On the surface, domesticity is the linking theme of this pamphlet; but place and time, and the balance between nature and artifice are some of its deeper preoccupations. It is a search for the pastoral in a post-agricultural, post-industrial landscape. Set in rural Massachusetts it asks us to consider how we can live if not rooted to place. It explores abandoned roads and houses, Formal yet frank and conversational, erudite though fuelled by beer and a simmering working-class dissatisfaction, The Sleeping House fits well in the Anglo-American tradition.
Daniel Rattelle is a poet and arts journalist from Northampton, Massachusetts where he lives with his wife, two children, and occasionally a rafter of wild turkeys. His poems and prose have appeared recently in Measure, Dappled Things, The Columbia Review, and The Golden Walkman. He studied English at Westfield State University and is taking a gap year before attending graduate school. Outside of poetry, he enjoys listening to classical music, hiking, whisky, and watching Inspector Morse. This is his second poetry pamphlet.
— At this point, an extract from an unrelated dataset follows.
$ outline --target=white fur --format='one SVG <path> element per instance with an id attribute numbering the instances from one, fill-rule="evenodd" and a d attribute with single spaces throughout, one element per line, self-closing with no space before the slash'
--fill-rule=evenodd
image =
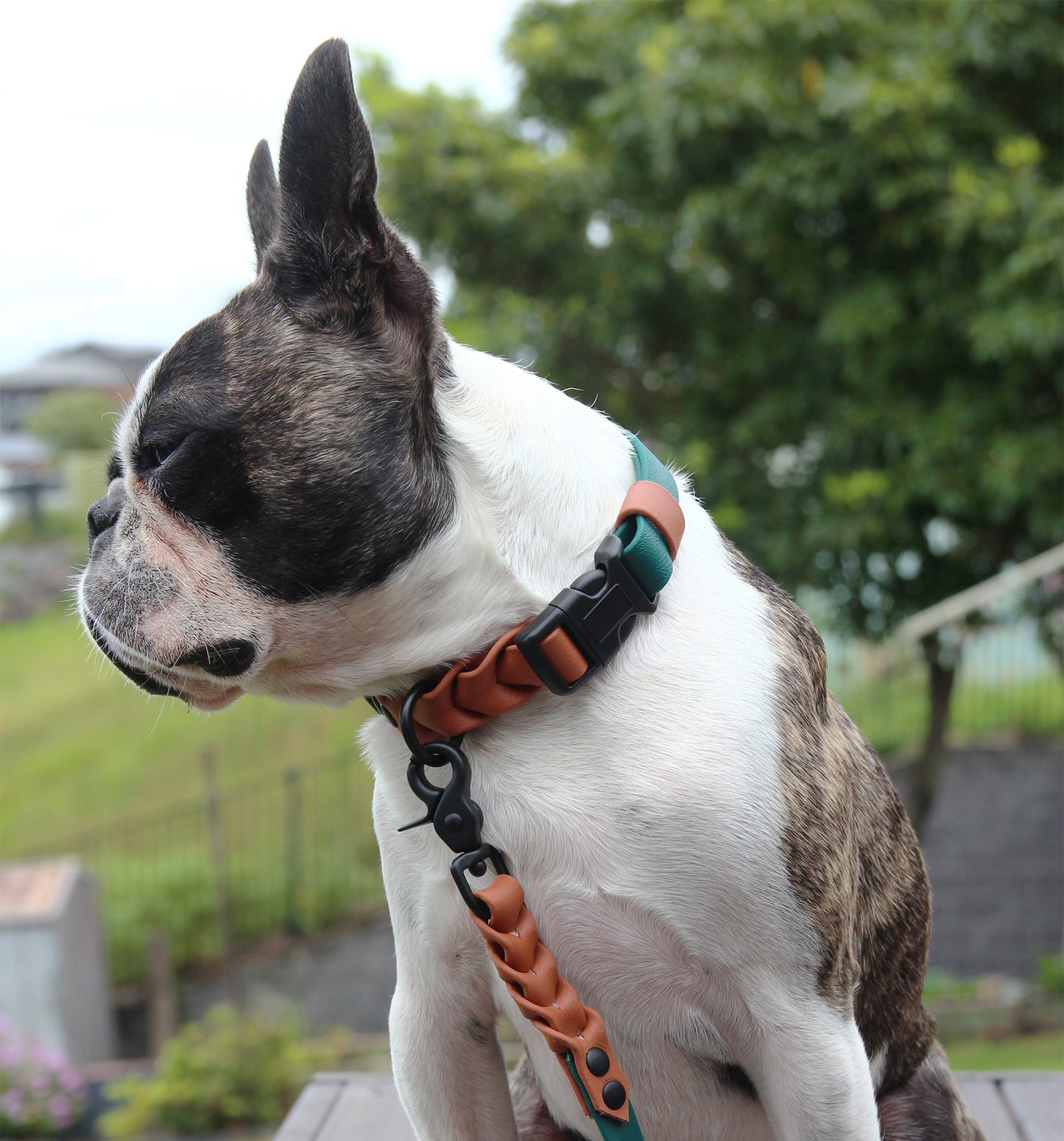
<path id="1" fill-rule="evenodd" d="M 446 610 L 482 632 L 478 644 L 441 646 L 437 662 L 486 645 L 587 569 L 632 480 L 628 444 L 605 416 L 469 349 L 456 347 L 454 364 L 458 383 L 440 405 L 459 512 L 440 542 L 477 558 L 450 564 L 466 609 Z M 780 853 L 765 602 L 686 488 L 682 503 L 672 580 L 608 671 L 466 738 L 484 836 L 505 851 L 562 971 L 606 1019 L 647 1141 L 871 1141 L 868 1060 L 853 1022 L 817 995 L 816 940 Z M 491 569 L 486 580 L 478 567 Z M 419 617 L 430 642 L 432 618 L 420 607 Z M 363 742 L 396 932 L 393 1057 L 419 1136 L 513 1135 L 499 1125 L 498 1051 L 466 1031 L 470 1020 L 492 1025 L 498 1010 L 517 1027 L 554 1115 L 596 1138 L 494 977 L 446 848 L 427 828 L 396 832 L 418 809 L 398 734 L 376 719 Z M 760 1104 L 722 1093 L 707 1059 L 741 1063 Z"/>
<path id="2" fill-rule="evenodd" d="M 484 648 L 589 569 L 634 478 L 623 434 L 513 365 L 459 346 L 452 356 L 437 400 L 457 512 L 414 558 L 352 600 L 264 602 L 127 476 L 132 547 L 178 585 L 138 628 L 139 649 L 113 648 L 203 707 L 240 691 L 341 702 L 396 693 Z M 120 429 L 127 471 L 150 385 Z M 562 972 L 604 1015 L 646 1141 L 873 1141 L 868 1059 L 853 1021 L 817 993 L 817 940 L 781 855 L 766 602 L 680 484 L 687 529 L 658 613 L 577 694 L 543 693 L 467 736 L 484 837 Z M 219 683 L 166 669 L 208 634 L 255 637 L 252 670 Z M 396 832 L 420 808 L 398 733 L 374 718 L 363 743 L 396 938 L 393 1061 L 418 1136 L 516 1135 L 498 1044 L 470 1033 L 501 1012 L 555 1117 L 596 1138 L 498 980 L 451 853 L 428 828 Z M 758 1100 L 722 1087 L 714 1061 L 741 1065 Z"/>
Just as the stories of Andre Dubus once chronicled the straitened life of the old mill towns of eastern Massachusetts, so Daniel Rattelle, in this new book of poems, captures the life and landscape of its western region. That Presbyterian valley of Emily Dickinson, that place of genteel colleges, of stone walled, moldering but enduring farms, and small towns ever down at the heel and nursing their wounds over long nights with a case of cheap beer Rattelle knows and loves it all. As it was for Robert Frost, it remains a place where the natural world flames like the autumn leaves with spiritual drama, and Rattelle s poems shake between a prosaic language expressive of everyday life and those more taut, metaphysical measures that remind us, mystery and revelation are inscribed, as it were, just beneath a single coat of paint.